Clara strategically aligns her coursework with her training cycles and racing schedules. In fall term of 2019, she took on-campus and online courses Tuesday through Thursday, and traveled to and from events on Mondays and Fridays. In winter term, she’s taking all online courses to allow for races in Europe.

Clara Honsinger at cyclocross race
Photo by Patrick Means

“As I increase my focus on racing, I decrease my focus on schoolwork,” Clara says. “School offers a nice balance. It gives me something to think about and work toward beyond racing.”

She says the discipline of training and the focus on marginal gains has infused her school work.

“In racing prep, there is a lot of focus on the minutia, such as how to take a corner with a root or when to take a gel,” Clara says. “I’ve found I’m now thinking about how and what to eat before an exam so I don’t get a super sugar rush or I have just enough coffee to focus, but not too much that I become jittery.

“This could sound intense, but it’s really about adding stability and consistency. It keeps you calm — all the steps and the process — and then you can just execute.”

She says her nutrition courses have influenced her training, but not in a way that most people might think.

“Nutrition and health sciences is about learning how to interpret evidence and research,” Clara says. “Now, I’m more critical about the nutrition advice I receive. I think that is the point of education — to learn how to become a critical thinker.”

In an article in Bicycling Magazine, Clara sums up her nutrition philosophy: “Eat a lot of different foods, eat enough of them, and allow yourself to have a few treats now and then. Being balanced is key.”

Photo by Drew Coleman

Setting goals on and off the bike

For her nutrition internship, Clara hopes to work with a sports hydration company and participate in their research process. Her long-term goals include melding her interests in sports and nutrition.

She’s also interested in disseminating nutrition information to the public and athletes, and exploring the interplay between science, sports, nutrition and performance companies.

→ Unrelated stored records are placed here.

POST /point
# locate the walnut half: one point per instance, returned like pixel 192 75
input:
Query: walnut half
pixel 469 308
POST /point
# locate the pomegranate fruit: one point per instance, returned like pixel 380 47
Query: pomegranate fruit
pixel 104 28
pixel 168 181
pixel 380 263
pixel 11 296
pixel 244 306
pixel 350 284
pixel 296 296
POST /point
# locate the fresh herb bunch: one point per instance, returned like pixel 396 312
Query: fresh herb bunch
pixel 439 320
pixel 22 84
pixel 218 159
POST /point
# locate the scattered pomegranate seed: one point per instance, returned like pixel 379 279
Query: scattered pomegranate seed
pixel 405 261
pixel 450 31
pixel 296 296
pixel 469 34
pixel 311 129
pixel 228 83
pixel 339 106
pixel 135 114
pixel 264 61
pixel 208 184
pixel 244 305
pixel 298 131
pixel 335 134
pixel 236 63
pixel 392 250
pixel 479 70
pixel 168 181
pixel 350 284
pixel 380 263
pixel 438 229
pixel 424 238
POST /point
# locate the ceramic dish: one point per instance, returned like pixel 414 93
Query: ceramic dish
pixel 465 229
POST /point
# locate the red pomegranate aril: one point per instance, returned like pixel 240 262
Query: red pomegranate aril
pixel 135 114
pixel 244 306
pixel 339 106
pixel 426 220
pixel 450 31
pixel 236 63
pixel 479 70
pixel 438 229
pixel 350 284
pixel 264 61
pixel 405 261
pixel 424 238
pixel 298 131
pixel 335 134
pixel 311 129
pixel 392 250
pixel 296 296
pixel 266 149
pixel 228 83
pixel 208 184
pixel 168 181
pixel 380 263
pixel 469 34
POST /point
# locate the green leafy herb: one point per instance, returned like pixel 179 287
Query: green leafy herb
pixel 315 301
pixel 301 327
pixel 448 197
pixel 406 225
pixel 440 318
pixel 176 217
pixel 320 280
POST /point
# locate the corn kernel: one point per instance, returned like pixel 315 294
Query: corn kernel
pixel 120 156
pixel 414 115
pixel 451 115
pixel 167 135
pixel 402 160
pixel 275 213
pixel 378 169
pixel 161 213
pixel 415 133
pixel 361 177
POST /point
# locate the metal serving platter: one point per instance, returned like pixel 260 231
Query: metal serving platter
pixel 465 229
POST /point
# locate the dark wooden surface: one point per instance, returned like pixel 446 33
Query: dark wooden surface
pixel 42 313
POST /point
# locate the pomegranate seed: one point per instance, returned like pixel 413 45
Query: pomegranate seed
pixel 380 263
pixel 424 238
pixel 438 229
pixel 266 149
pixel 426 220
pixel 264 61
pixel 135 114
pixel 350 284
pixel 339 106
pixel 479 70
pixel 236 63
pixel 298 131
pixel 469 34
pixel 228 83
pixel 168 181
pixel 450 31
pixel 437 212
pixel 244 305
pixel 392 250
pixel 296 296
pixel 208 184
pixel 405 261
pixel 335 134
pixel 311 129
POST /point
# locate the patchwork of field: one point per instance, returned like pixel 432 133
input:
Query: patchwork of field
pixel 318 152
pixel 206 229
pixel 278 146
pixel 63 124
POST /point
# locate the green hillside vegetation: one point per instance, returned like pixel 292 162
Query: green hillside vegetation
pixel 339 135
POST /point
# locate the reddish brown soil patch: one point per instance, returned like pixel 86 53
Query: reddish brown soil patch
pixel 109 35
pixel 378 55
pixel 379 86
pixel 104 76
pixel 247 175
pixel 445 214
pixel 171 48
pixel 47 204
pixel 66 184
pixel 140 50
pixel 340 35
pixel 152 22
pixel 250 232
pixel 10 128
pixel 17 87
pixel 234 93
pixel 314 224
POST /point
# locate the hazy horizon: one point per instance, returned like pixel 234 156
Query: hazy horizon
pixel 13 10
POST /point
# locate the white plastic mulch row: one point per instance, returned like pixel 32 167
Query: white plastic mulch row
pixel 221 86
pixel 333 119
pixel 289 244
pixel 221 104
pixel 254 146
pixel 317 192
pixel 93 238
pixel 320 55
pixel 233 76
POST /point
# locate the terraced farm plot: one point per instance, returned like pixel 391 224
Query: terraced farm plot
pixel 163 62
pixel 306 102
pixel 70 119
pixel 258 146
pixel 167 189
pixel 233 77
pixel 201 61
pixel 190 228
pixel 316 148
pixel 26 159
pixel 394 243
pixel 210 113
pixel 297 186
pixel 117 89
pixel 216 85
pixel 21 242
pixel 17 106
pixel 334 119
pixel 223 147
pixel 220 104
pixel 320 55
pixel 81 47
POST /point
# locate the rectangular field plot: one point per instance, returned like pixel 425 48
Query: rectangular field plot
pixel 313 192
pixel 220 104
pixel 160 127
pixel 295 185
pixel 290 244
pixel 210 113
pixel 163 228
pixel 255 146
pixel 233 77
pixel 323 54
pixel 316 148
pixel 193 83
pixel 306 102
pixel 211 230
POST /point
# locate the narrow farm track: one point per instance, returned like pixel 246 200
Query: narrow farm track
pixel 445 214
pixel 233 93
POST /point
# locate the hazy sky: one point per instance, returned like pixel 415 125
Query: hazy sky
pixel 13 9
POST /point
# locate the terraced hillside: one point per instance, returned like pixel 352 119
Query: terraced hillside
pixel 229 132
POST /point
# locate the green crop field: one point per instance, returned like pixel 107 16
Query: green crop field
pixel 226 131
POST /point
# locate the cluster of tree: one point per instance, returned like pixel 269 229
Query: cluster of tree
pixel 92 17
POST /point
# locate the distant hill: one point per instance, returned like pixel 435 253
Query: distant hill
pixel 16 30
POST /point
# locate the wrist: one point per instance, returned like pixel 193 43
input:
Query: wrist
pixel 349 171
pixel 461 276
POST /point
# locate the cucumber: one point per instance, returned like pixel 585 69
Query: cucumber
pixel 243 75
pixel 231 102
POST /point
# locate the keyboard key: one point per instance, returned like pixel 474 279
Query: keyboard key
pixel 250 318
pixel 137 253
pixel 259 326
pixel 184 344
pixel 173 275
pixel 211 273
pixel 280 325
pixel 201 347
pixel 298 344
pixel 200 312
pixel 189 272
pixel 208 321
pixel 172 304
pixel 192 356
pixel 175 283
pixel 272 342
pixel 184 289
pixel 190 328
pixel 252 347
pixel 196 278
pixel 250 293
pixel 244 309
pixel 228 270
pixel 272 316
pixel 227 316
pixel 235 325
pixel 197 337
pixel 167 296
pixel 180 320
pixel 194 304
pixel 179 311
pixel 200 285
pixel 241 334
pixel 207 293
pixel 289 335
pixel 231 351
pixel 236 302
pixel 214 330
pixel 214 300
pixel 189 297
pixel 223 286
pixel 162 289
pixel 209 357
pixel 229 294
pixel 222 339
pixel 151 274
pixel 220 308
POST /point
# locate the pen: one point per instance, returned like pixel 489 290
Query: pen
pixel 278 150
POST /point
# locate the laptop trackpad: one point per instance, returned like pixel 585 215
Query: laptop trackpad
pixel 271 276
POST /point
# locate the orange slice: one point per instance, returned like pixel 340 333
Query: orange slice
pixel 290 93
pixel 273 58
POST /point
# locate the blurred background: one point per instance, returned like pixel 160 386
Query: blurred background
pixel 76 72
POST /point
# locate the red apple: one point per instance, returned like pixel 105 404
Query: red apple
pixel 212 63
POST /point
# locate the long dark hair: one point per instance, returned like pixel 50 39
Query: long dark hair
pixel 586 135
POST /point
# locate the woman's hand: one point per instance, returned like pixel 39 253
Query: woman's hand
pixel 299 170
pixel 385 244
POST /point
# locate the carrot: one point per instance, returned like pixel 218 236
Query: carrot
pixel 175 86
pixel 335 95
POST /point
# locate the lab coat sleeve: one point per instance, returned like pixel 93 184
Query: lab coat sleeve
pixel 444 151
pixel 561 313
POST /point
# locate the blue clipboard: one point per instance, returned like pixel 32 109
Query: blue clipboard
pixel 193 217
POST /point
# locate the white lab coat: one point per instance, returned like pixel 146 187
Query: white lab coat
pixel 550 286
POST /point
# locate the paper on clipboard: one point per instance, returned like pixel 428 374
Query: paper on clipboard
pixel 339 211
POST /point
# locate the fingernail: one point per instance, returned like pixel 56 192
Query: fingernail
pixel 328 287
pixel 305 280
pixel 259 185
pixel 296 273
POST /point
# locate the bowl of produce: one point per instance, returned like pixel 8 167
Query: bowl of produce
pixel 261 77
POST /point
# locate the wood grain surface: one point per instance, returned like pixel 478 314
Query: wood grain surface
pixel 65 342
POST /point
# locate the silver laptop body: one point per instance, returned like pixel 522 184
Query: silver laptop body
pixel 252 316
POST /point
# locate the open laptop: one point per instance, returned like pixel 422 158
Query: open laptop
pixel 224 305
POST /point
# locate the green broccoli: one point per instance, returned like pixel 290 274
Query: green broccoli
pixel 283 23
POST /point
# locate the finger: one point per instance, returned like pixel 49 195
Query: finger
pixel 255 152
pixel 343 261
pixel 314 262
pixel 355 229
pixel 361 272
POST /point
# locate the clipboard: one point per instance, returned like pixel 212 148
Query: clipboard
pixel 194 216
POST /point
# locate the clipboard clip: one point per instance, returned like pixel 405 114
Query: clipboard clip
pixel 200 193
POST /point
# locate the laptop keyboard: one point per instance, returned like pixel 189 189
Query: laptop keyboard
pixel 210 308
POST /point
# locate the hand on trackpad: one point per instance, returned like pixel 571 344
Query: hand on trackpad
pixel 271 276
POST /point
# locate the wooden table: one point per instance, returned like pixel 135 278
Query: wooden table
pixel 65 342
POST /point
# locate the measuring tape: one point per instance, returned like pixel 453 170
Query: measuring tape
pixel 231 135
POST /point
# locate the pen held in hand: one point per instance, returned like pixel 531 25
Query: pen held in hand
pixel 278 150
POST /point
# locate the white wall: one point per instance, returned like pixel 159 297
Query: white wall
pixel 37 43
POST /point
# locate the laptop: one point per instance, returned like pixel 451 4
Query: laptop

Clara takes a balanced approach to her cyclocross career. “How I define being a professional athlete is consistently staying at the top and sustaining yourself financially and mentally off of your performance. Success for me is finding what is sustainable for myself. I don’t want to rely on race earnings.”

“Right now, my goal is to get as many wins as I can while I’m happy about it and enjoying doing it.”

Clara races for Team S&M, an all-women U.S. professional cyclocross team, and is a USA Cycling Athlete. This spring and summer, she’ll be doing road races with LUX, starting with the Joe Martin Stage Race in Arkansas and ending with the Elite Road Nationals in Knoxville, Tennessee.